Kamel Asfour is happy to demonstrate how to use a hookah at his family's Polk Street tobacco shop, which is right next door to their Hookah Dream lounge. Just opened last year, it was ordered to close down as of Friday, because of state and local laws against smoking in enclosed workplaces.

Asfour says his dad put $100,000 into the lounge and isn't sure what to do now.

"A lot of families are going to go broke and don't know what is going to happen now," Asfour said.

The hookah is a water pipe, used for smoking flavored tobaccos through a long tube. Multiple smokers can share the same hookah using different mouthpieces. The smoked product is a combination of tobacco, molasses and fruit flavoring.

Asfour says it is nothing like cigarette tobacco.

"It's safe; it's not bad at all," he said.

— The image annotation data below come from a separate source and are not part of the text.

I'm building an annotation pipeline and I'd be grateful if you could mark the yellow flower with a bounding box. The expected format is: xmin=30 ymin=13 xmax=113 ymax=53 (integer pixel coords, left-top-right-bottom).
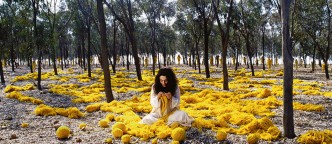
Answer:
xmin=99 ymin=119 xmax=109 ymax=128
xmin=247 ymin=134 xmax=259 ymax=144
xmin=79 ymin=123 xmax=86 ymax=130
xmin=121 ymin=135 xmax=130 ymax=143
xmin=105 ymin=138 xmax=112 ymax=144
xmin=56 ymin=126 xmax=70 ymax=139
xmin=112 ymin=122 xmax=127 ymax=133
xmin=112 ymin=128 xmax=123 ymax=138
xmin=216 ymin=131 xmax=227 ymax=141
xmin=21 ymin=123 xmax=29 ymax=128
xmin=171 ymin=127 xmax=186 ymax=141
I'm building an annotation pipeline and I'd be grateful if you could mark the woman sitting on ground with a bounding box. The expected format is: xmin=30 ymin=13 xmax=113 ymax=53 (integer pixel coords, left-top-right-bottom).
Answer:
xmin=140 ymin=68 xmax=194 ymax=127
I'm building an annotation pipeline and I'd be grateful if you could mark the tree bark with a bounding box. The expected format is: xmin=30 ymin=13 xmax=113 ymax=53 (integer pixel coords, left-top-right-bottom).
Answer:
xmin=97 ymin=0 xmax=114 ymax=102
xmin=0 ymin=54 xmax=6 ymax=84
xmin=281 ymin=0 xmax=295 ymax=138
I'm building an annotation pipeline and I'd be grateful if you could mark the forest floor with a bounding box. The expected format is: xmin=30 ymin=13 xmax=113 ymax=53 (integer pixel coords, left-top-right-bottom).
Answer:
xmin=0 ymin=65 xmax=332 ymax=144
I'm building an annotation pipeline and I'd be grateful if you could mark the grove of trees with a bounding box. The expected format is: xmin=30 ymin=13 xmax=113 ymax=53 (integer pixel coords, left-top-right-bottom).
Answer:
xmin=0 ymin=0 xmax=332 ymax=140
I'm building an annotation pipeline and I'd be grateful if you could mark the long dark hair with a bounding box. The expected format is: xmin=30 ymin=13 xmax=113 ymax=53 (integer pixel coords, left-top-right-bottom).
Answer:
xmin=154 ymin=68 xmax=178 ymax=95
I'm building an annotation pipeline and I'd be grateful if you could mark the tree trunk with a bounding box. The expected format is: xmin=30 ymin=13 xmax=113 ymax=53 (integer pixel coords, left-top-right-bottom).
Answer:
xmin=112 ymin=19 xmax=117 ymax=73
xmin=204 ymin=20 xmax=210 ymax=78
xmin=0 ymin=54 xmax=5 ymax=84
xmin=311 ymin=46 xmax=316 ymax=72
xmin=195 ymin=40 xmax=201 ymax=73
xmin=87 ymin=20 xmax=91 ymax=77
xmin=81 ymin=24 xmax=86 ymax=71
xmin=281 ymin=0 xmax=295 ymax=138
xmin=97 ymin=0 xmax=114 ymax=103
xmin=128 ymin=1 xmax=143 ymax=81
xmin=245 ymin=33 xmax=255 ymax=76
xmin=324 ymin=0 xmax=331 ymax=79
xmin=262 ymin=25 xmax=265 ymax=70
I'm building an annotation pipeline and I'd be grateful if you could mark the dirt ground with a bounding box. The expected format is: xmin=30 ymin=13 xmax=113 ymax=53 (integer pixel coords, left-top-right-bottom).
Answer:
xmin=0 ymin=65 xmax=332 ymax=144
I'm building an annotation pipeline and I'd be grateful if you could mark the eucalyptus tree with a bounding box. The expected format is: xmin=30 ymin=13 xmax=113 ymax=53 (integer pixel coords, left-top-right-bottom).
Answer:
xmin=78 ymin=0 xmax=93 ymax=77
xmin=6 ymin=0 xmax=18 ymax=72
xmin=281 ymin=0 xmax=295 ymax=138
xmin=0 ymin=21 xmax=8 ymax=84
xmin=137 ymin=0 xmax=167 ymax=75
xmin=173 ymin=5 xmax=203 ymax=73
xmin=97 ymin=0 xmax=114 ymax=102
xmin=104 ymin=0 xmax=142 ymax=80
xmin=299 ymin=0 xmax=331 ymax=79
xmin=188 ymin=0 xmax=215 ymax=78
xmin=157 ymin=22 xmax=177 ymax=66
xmin=235 ymin=0 xmax=262 ymax=76
xmin=212 ymin=0 xmax=233 ymax=90
xmin=32 ymin=0 xmax=44 ymax=90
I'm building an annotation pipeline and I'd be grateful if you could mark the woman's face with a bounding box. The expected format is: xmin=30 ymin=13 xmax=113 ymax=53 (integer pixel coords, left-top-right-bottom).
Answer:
xmin=159 ymin=75 xmax=168 ymax=87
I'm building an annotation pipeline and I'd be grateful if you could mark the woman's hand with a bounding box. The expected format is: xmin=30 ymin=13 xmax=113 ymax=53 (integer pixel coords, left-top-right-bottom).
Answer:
xmin=157 ymin=92 xmax=164 ymax=99
xmin=165 ymin=92 xmax=172 ymax=99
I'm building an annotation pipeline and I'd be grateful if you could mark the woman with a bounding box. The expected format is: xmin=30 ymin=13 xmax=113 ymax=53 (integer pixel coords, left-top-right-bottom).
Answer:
xmin=140 ymin=68 xmax=194 ymax=126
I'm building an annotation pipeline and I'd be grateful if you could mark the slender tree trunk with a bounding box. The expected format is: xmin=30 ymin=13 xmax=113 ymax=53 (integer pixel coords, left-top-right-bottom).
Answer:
xmin=97 ymin=0 xmax=114 ymax=103
xmin=0 ymin=54 xmax=6 ymax=84
xmin=311 ymin=46 xmax=316 ymax=72
xmin=281 ymin=0 xmax=296 ymax=138
xmin=262 ymin=25 xmax=265 ymax=70
xmin=81 ymin=24 xmax=86 ymax=71
xmin=129 ymin=25 xmax=143 ymax=81
xmin=87 ymin=21 xmax=91 ymax=77
xmin=10 ymin=30 xmax=15 ymax=72
xmin=324 ymin=0 xmax=331 ymax=79
xmin=204 ymin=20 xmax=210 ymax=78
xmin=245 ymin=33 xmax=255 ymax=76
xmin=195 ymin=40 xmax=201 ymax=73
xmin=126 ymin=40 xmax=130 ymax=71
xmin=112 ymin=19 xmax=117 ymax=73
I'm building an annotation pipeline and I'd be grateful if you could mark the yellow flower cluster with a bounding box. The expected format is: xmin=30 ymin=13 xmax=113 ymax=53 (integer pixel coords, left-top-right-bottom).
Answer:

But the Department of Public Health disagrees.

"There's a lot of science reports out right now saying exposure is equal to or greater than cigarettes because of the number of people and amount of time," Department of Public Health spokesperson Janine Young said.

Young says she has sent letters to 20 enclosed hookah businesses, and there are 20 more under investigation.

Cafe Chanta has until Tuesday to remove all smoking equipment, and Cairo Nights is ordered to stop indoor smoking immediately.

In San Francisco anyway, hookah smokers probably won't be going out as much.

"You can smoke in your own home and in a multi-unit building you can smoke in your own unit as long as your front door is closed," Young said.

The owner of Kan Zaman Cafe on Haight Street says he has hired legal help to try to find a way to keep his hookahs going. The city says it is committed to working with hookah businesses to keep them open.